[GRASS5] Function return codes
(a thread from the programmer's manual thread)
bernhard at intevation.de
Mon May 29 08:03:42 EDT 2000
On Sun, May 28, 2000 at 11:17:51AM -0700, Rich Shepard wrote:
> On Sun, 28 May 2000, Andreas Lange wrote:
> > I think some programmers derived the return values from c stdio
> > functions, which return EOF (defined as -1) on error and 0 on success.
> > This is usual practice in c.
> > The code of the libraries and modules mixes 0 (numerical zero) with NULL
> > (the null pointer), which i personally find confusing too. Some modules
> > use 0 (numerical zero) interchangebly with `\0` (string terminator),
> > which is also confusing. Many modules use -1, but mean EOF. Although
> > there are in most cases no compile or run-time errors with this, it is
> > not a good practice and i think everyone writing new code should be
> > encouraged to use this consistently. Yes, and there are many many
> > problematic typecasts or missing typecasts, so that gcc or a linter
> > complains about incompatible pointer types.
> This seems like a good time to switch to a consistent system. Zero could
> represent success, -1 represent failure (for whatever reason), and other
> return codes could be tested in context. That is, if a file handle is to be
> returned, then that's what the int represents.
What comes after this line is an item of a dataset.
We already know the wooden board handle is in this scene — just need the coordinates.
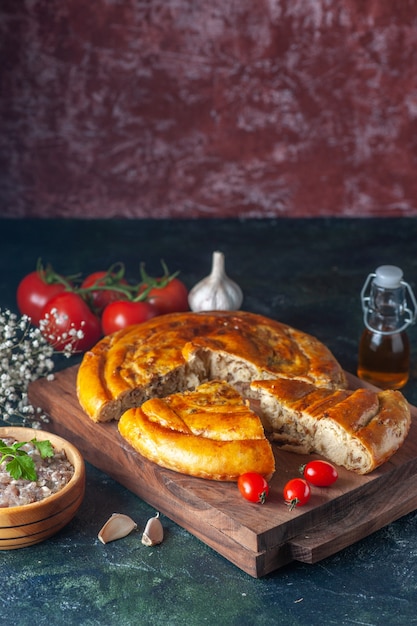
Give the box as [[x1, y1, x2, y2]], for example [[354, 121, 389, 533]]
[[288, 475, 417, 563]]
If you are trying to open a
> file, then only 0 and -1 are possible return options.
You cannot really establish a general rule, as there will always be
functions for which the return value is within -1 0 1 and others were
you really need -1 and 0 as vaild numbers.
This depends on the type of the function, of course.
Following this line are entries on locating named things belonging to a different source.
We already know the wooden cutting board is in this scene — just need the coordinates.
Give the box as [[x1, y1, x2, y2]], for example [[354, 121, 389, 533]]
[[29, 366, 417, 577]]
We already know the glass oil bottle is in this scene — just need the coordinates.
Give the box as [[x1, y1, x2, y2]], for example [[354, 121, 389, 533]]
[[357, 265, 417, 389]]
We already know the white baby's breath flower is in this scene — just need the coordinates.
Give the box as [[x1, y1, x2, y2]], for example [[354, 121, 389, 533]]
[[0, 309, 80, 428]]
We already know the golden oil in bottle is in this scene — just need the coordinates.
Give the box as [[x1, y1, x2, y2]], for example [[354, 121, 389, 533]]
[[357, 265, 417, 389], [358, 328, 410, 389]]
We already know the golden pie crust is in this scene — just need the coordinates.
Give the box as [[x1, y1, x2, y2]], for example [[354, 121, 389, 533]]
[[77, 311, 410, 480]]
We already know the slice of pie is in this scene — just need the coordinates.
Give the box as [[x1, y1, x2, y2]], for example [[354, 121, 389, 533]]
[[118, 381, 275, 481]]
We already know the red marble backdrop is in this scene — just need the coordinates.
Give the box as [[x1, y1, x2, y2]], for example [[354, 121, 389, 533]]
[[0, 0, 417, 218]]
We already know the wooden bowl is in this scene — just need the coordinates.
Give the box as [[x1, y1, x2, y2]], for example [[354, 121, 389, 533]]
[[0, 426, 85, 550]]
It just needs to be documented.
> If this is made the programming standard, it should be simple (but time
> consuming) to fix one module at a time. Change the one, see what breaks, fix
> the breaks, repeat.
I advise against this type of fix. As both types of functions exist, we
should document them very well. You need to read the docs anyway before
you can use a GRASS library function.
As Andreas pointed out there a quite a bunch of weaknesses in the code.
Grown out of several assumptions which do not generallx hold true today
anymore. (Like the equivalent of integer and a pointer.)
Some of them need to be fixed of course.
Just switching the sematics of the return values for some functions
around does not fall into the category that needs a fix.
> Perhaps I'm out of line here, but sometimes -- quite often, in fact --
> it's worth taking extra time to fix what was poorly done way back when
> rather than trying to maintain the mess. Is this reasonable? After all,
> there has been discussion of making other changes and cleaning up the system
> in other areas. This should pay off handsomely in future revisions.